By filtering organic particles from the lake water and recycling phosphorus back with their excretions and feces, mussels dramatically alter the natural rates at which phosphorus is exchanged between lake water and sediments. According to the study, the mussels in Lake Michigan are not only removing phosphorus from the water ten times faster than two decades ago, but are also resupplying the water column with eight times the amount of phosphorus that reaches the lake from the entire watershed. This kind of "internal loading" effectively decouples the dynamics of phosphorus from watershed inputs, leaving the system open to poorly predictable fluctuations when mussel populations increase or decrease.

"The mussels have short-circuited the normal pathways of the phosphorus cycling in the lakes," explains the lead author Jiying Li, formerly a postdoctoral researcher at UMD and presently an Assistant Professor at the Hong Kong University of Science and Technology. "And the productivity in the lakes is now tied to what the mussel populations are doing."

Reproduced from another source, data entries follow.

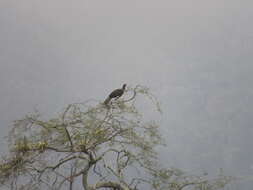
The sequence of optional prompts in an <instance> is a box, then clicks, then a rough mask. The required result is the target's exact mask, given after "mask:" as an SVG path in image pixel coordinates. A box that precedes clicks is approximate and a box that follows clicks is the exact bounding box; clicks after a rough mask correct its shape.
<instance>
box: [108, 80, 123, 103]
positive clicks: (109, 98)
mask: <svg viewBox="0 0 253 190" xmlns="http://www.w3.org/2000/svg"><path fill="white" fill-rule="evenodd" d="M125 89H126V84H123V86H122V88H118V89H115V90H113V91H112V92H111V94H109V96H108V97H107V98H106V99H105V101H104V104H105V105H107V104H108V103H109V102H110V101H111V99H113V98H114V99H115V100H117V99H118V98H119V97H121V96H122V95H123V94H124V91H125Z"/></svg>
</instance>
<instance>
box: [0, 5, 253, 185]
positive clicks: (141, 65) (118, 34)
mask: <svg viewBox="0 0 253 190" xmlns="http://www.w3.org/2000/svg"><path fill="white" fill-rule="evenodd" d="M252 10H253V1H252V0H241V1H239V0H207V1H205V0H152V1H151V0H125V1H123V0H100V1H98V0H89V1H87V0H73V1H69V0H22V1H20V0H1V1H0V86H1V89H0V124H1V128H0V132H1V135H0V142H1V144H2V146H0V152H1V153H4V152H5V151H6V147H4V146H5V145H6V143H4V142H5V139H4V138H3V137H4V136H6V135H7V133H8V131H9V126H10V125H11V121H12V120H14V119H18V118H20V117H22V116H24V115H25V114H27V113H29V112H32V111H33V110H34V109H38V110H39V111H40V112H41V113H42V114H43V115H45V116H50V115H51V114H55V113H57V112H59V111H61V110H62V108H63V107H64V106H65V105H66V104H68V103H73V102H80V101H84V100H86V99H89V98H95V99H98V100H101V101H102V100H104V98H105V97H106V96H107V95H108V93H109V92H110V91H111V90H112V89H114V88H118V87H121V85H122V83H127V84H129V85H132V86H134V85H136V84H142V85H146V86H148V87H149V88H150V89H151V91H152V92H153V93H154V94H155V95H156V96H157V97H158V99H159V100H160V101H161V104H162V108H163V115H162V116H161V118H159V119H161V130H162V132H163V133H164V134H165V135H164V137H165V138H166V142H167V144H168V146H167V147H166V148H164V149H163V150H162V151H161V158H160V159H161V161H162V162H164V163H166V164H167V165H168V166H175V167H180V168H184V169H186V170H189V171H202V170H203V171H211V172H213V171H218V169H219V168H224V171H225V173H227V174H230V175H239V176H245V175H251V176H253V151H252V145H253V140H252V137H253V127H252V122H253V118H252V113H253V89H252V83H253V75H252V73H253V63H252V60H253V25H252V20H253V11H252ZM3 145H4V146H3ZM246 183H247V184H248V185H247V184H246V185H245V188H244V189H247V188H248V189H249V190H251V189H250V187H252V185H253V182H246Z"/></svg>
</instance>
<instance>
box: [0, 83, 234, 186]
mask: <svg viewBox="0 0 253 190" xmlns="http://www.w3.org/2000/svg"><path fill="white" fill-rule="evenodd" d="M125 94H126V96H129V94H131V97H130V98H128V99H127V98H124V99H119V100H115V101H114V100H113V101H111V102H110V104H109V105H104V104H103V103H97V104H95V105H94V104H92V103H91V102H90V101H87V102H84V103H78V104H70V105H68V106H67V107H66V108H65V109H64V110H63V112H62V113H60V114H59V115H58V116H56V117H54V118H51V119H49V120H42V119H41V118H40V116H39V114H37V113H36V114H32V115H28V116H26V117H24V118H23V119H21V120H17V121H15V123H14V126H13V128H12V130H11V131H10V134H9V147H10V150H11V153H10V156H9V157H8V158H6V159H3V161H2V162H1V163H0V182H1V183H2V185H5V186H6V187H9V188H13V186H15V187H17V188H20V189H21V188H24V187H25V188H26V189H29V188H30V189H45V188H47V189H50V188H51V189H72V188H73V186H74V185H75V184H77V183H78V182H77V181H78V180H80V178H79V177H81V176H82V179H81V181H82V189H85V190H95V189H99V188H104V189H105V188H109V189H114V190H116V189H120V190H134V189H135V190H137V189H142V188H145V189H147V188H149V189H155V190H163V189H167V190H181V189H183V188H185V187H188V186H193V187H194V188H195V189H199V190H200V189H201V190H204V189H205V188H206V187H208V188H209V187H210V188H209V189H210V190H215V189H221V188H222V187H223V186H224V185H226V184H227V183H228V182H229V180H225V181H223V182H224V183H222V180H223V179H224V178H223V176H219V178H218V179H217V180H214V181H213V182H212V181H208V180H207V179H206V178H203V177H196V176H195V177H194V176H186V175H185V174H184V172H182V171H180V170H178V169H175V168H172V169H164V168H163V167H161V166H160V165H159V163H158V159H157V152H156V151H155V150H156V147H157V146H161V145H164V142H163V140H162V138H161V135H160V133H159V126H158V125H157V124H156V122H154V121H143V118H142V114H141V113H140V112H139V111H138V108H137V106H136V100H137V96H139V95H142V96H143V97H147V98H148V99H149V100H151V102H152V103H154V106H155V108H156V110H157V111H158V112H160V113H161V109H160V105H159V103H158V101H157V100H156V98H155V97H154V96H153V95H152V94H150V92H149V90H148V88H146V87H143V86H136V87H135V88H131V87H130V88H128V89H127V91H126V93H125ZM91 179H92V180H91ZM203 187H204V188H203ZM75 189H77V187H75ZM206 189H207V188H206Z"/></svg>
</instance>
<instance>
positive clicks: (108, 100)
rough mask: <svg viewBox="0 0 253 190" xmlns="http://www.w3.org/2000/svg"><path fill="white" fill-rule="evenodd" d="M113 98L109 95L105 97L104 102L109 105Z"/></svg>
mask: <svg viewBox="0 0 253 190" xmlns="http://www.w3.org/2000/svg"><path fill="white" fill-rule="evenodd" d="M110 100H111V98H110V97H109V96H108V98H106V99H105V101H104V104H105V105H107V104H108V103H109V102H110Z"/></svg>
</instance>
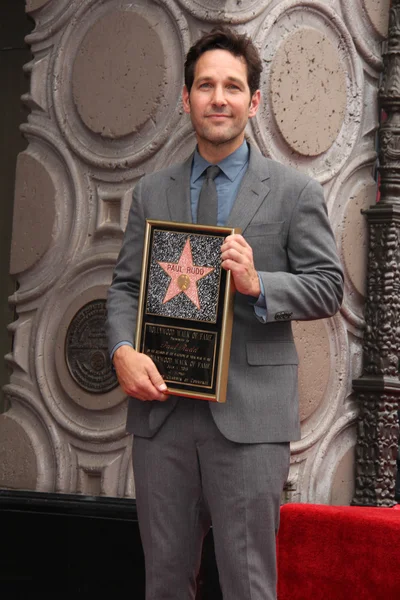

Growing populations of mussels are capable of absorbing large quantities of phosphorus from the water column, which is partly responsible for the water in the Great Lakes becoming clearer over recent years. In contrast, mortality events are capable of releasing large quantities of phosphorus back into the ecosystem. As a result, phosphorus becomes regulated by the dynamics of mussel populations and may respond only slowly to our efforts to control the runoff of phosphorus from the watershed.

The results of the study, which appears in this week's PNAS, show that a single invasive species can have dramatic consequences for geochemical cycles even in the world's largest aquatic ecosystems. According to the authors, this forewarns of similar ecological changes in mussel-invaded lakes across Europe and North America and calls for a new paradigm for managing aquatic ecosystems.
The study was funded by the US National Science Foundation grant OCE-1737368.